A former Director of the Ghana Integrity Initiative (GII), Mr Vitus Azeem, has expressed concern over some exemptions contained in the Right to Information (RTI) Act.
The exemptions, according to him, would make it difficult for citizens to hold the government accountable in the fight against corruption.
“The exemptions that talk about law enforcement and public safety, economic and other interests; economic information of third parties, information on tax, privileged information, in addition to other secrecy laws, are in the interest of the politicians.
“This means that having the Right to Information in existence does not necessarily mean citizens can get important government data and use it to demand accountability from the powers that be,” he stated.
Mr Azeem said this at the Sixth Accra Dialogue series organised by the Institute of Law and Public Affairs (ILPA), in collaboration with the Friedrich Ebert Stiftung (FES), in Accra last Thursday.
Participants discussed how corruption could be combatted vis-à-vis the people’s right to information.
According to him, “the right to information would only make a difference if citizens can freely use the information accessed, including sharing it publicly.”

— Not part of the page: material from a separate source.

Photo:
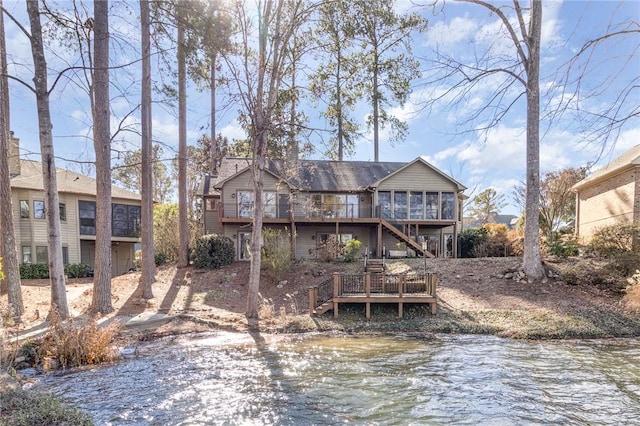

Mr Azeem said freedom of information must go with freedom of expression, adding that “if you get the information and you cannot use it, you cannot write it or use it in your newspaper, you cannot sit on radio and talk about it, then what is the essence”.
He said the RTI Law could be used as a tool to fight corruption if all information was made public.
“Information in the possession of any institution funded by the public and private bodies in performing public functions should be readily available. Ghanaian taxpayers need to have access to information concerning what the government does with their money and what government plans to do on their behalf,” Mr Azeem added.
A former Minister of Gender, Children and Social Protection, Nana Oye Lithur, also said the purpose of the RTI Law could be defeated if Ghanaians did not cultivate the habit of demanding information from the government.
“It is important for us to deliberately cultivate the habit of making requests for information from the government. Civil society groups led by the Right to Information Coalition would have to lead the process of ensuring that requesting information from government bodies is popularised,” she said.
Nana Oye said there was the need for an overall implementation plan for the RTI in Ghana, and that for information to be easily accessible, there was the need for government information to be digitised.
“The Public Records and Archives Administration Department (PRAAD) also has to make sure that public information is easily accessible,” she added.
The acting Fellow of the ILPA, Justice Srem-Sai, said RTI had proven to be one of the most important tools in fighting corruption worldwide and, therefore, stressed the need for the people to be educated on it.